TL;DR: My USG believes it's still delivering DHCP offer packets to my raspberry pi(s), but the raspberry pis aren't receiving the offer packet. If I force reconnect the pi, it then does receive the offer packets. It's intermittent, it works for days then suddenly stops seeing the offer packets again. I assume some piece of networking equipment or configuration is causing these to get filtered out, but I have no idea why it'd only do it intermittently. Looking for ideas on what I missed, or ideas on how I can further diagnose it.
THE NETWORK
Upstream I have Farmside RBI, with a Huawei modem. The Huawei is providing DHCP, but only to the USG.
The USG connects to the Huawei on the WAN port, and receives an external IP address from that. The USG then provides DHCP to my network. Yes, that means double NAT. No, I haven't seen any problems from that, and Farmside/RBI is CG-NAT anyway, so not like I have any ability to port forward.
LAN side, the USG connects to a third party unmanaged switch, which connects to some ethernet cabled devices, and to 4 Unifi APs - two UAP-AC-PRO, one UAP-AC-LR, and one UAP-AC-M that is mesh connected to one of the PROs (it's in a shed external to the house, too hard to trench in an ethernet to it). All the APs are POE powered using injectors.
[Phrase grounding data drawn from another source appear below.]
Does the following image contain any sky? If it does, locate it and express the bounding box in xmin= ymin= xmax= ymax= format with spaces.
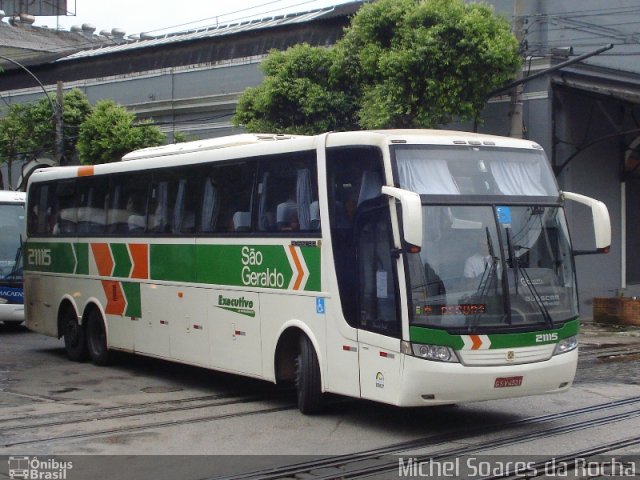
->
xmin=33 ymin=0 xmax=357 ymax=37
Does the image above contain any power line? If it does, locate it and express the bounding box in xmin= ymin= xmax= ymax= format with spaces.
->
xmin=149 ymin=0 xmax=333 ymax=36
xmin=145 ymin=0 xmax=288 ymax=34
xmin=514 ymin=5 xmax=640 ymax=19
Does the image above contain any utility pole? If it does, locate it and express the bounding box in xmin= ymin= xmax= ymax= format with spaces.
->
xmin=55 ymin=81 xmax=64 ymax=165
xmin=508 ymin=0 xmax=526 ymax=139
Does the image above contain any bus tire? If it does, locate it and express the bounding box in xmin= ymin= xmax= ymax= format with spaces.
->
xmin=296 ymin=335 xmax=323 ymax=415
xmin=86 ymin=309 xmax=111 ymax=366
xmin=61 ymin=308 xmax=88 ymax=362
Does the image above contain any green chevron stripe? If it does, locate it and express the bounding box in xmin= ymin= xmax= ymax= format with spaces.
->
xmin=300 ymin=247 xmax=321 ymax=292
xmin=74 ymin=243 xmax=89 ymax=275
xmin=122 ymin=282 xmax=141 ymax=318
xmin=111 ymin=243 xmax=132 ymax=278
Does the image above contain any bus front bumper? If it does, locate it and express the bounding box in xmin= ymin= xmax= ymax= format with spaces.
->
xmin=397 ymin=349 xmax=578 ymax=406
xmin=0 ymin=303 xmax=24 ymax=322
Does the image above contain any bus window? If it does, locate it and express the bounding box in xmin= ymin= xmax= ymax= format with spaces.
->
xmin=107 ymin=176 xmax=149 ymax=234
xmin=147 ymin=168 xmax=199 ymax=235
xmin=200 ymin=161 xmax=255 ymax=234
xmin=256 ymin=152 xmax=318 ymax=233
xmin=77 ymin=179 xmax=108 ymax=235
xmin=172 ymin=176 xmax=198 ymax=234
xmin=148 ymin=178 xmax=173 ymax=233
xmin=200 ymin=176 xmax=220 ymax=233
xmin=27 ymin=184 xmax=45 ymax=235
xmin=52 ymin=181 xmax=77 ymax=235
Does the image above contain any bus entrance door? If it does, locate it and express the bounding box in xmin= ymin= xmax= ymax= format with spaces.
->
xmin=356 ymin=208 xmax=402 ymax=404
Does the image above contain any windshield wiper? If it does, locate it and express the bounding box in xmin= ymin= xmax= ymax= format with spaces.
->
xmin=505 ymin=228 xmax=553 ymax=328
xmin=4 ymin=235 xmax=22 ymax=282
xmin=470 ymin=227 xmax=500 ymax=330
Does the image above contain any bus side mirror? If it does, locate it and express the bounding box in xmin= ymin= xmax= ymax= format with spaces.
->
xmin=381 ymin=186 xmax=422 ymax=250
xmin=561 ymin=191 xmax=611 ymax=255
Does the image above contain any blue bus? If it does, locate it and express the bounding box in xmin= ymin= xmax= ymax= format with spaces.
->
xmin=0 ymin=190 xmax=26 ymax=324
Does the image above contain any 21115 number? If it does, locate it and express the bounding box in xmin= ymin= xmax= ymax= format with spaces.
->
xmin=27 ymin=248 xmax=52 ymax=266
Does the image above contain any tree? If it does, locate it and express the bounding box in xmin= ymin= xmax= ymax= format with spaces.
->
xmin=234 ymin=44 xmax=359 ymax=134
xmin=25 ymin=88 xmax=93 ymax=163
xmin=234 ymin=0 xmax=521 ymax=133
xmin=77 ymin=99 xmax=164 ymax=164
xmin=0 ymin=88 xmax=93 ymax=186
xmin=60 ymin=89 xmax=93 ymax=162
xmin=0 ymin=103 xmax=31 ymax=188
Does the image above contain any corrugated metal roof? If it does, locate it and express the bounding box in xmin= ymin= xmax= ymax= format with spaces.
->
xmin=59 ymin=2 xmax=362 ymax=62
xmin=0 ymin=21 xmax=110 ymax=68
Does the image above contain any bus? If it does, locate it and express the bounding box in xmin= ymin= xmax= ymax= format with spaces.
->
xmin=0 ymin=190 xmax=26 ymax=325
xmin=23 ymin=130 xmax=611 ymax=414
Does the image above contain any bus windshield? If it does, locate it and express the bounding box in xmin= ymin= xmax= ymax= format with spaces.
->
xmin=0 ymin=203 xmax=24 ymax=282
xmin=394 ymin=145 xmax=558 ymax=197
xmin=407 ymin=204 xmax=578 ymax=331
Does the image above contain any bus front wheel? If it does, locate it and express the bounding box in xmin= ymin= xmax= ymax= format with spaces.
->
xmin=61 ymin=308 xmax=88 ymax=362
xmin=296 ymin=335 xmax=323 ymax=415
xmin=86 ymin=309 xmax=111 ymax=366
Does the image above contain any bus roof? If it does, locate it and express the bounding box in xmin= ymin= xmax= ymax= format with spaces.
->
xmin=123 ymin=130 xmax=544 ymax=162
xmin=122 ymin=133 xmax=299 ymax=161
xmin=324 ymin=130 xmax=544 ymax=150
xmin=0 ymin=190 xmax=26 ymax=203
xmin=28 ymin=130 xmax=545 ymax=184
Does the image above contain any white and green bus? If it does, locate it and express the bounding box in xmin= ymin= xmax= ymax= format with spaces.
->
xmin=24 ymin=130 xmax=611 ymax=413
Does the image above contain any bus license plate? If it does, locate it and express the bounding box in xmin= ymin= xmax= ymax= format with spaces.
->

The APs run 3-4 different wifi networks on them. This is because I was having problems with my pis roaming between the APs, and connecting to APs that had really marginal connectivity, then basically stopping working, so I've created some SSIDs that only broadcast from specified APs to stop the fixed devices from roaming. With hindsight I think that problem was probably just the same problem I still have - they were roaming because the AP they were on wasn't giving them an IP address. Then they'd lose IP connectivity on the new AP, which I attributed to that AP having low reception and dropping packets.....but was probably just that something's funny in my DHCP.
THE DHCP CONFIGURATION
My USG is running dnsmasq. I have a pihole in the network, and dnsmasq was needed for the configuration of the pihole. Other than that pihole configuration, there's nothing non-standard that I can see. It is delivering IP addresses in the range 192.168.1.100 - 192.168.1.254, and then the fixed equipment (including the pis) have fixed IP addresses assigned by the controller (not static addresses on the pi, so they still are using DHCP to obtain those fixed IP addresses, they are configured in the Unifi controller).
THE SYMPTOMS
Every few days the pis (and some other devices) will show as having a 169.x.x.x IP address, and no longer be connectable. When I go into the unifi controller and reconnect them, they get an IP address and start connecting again.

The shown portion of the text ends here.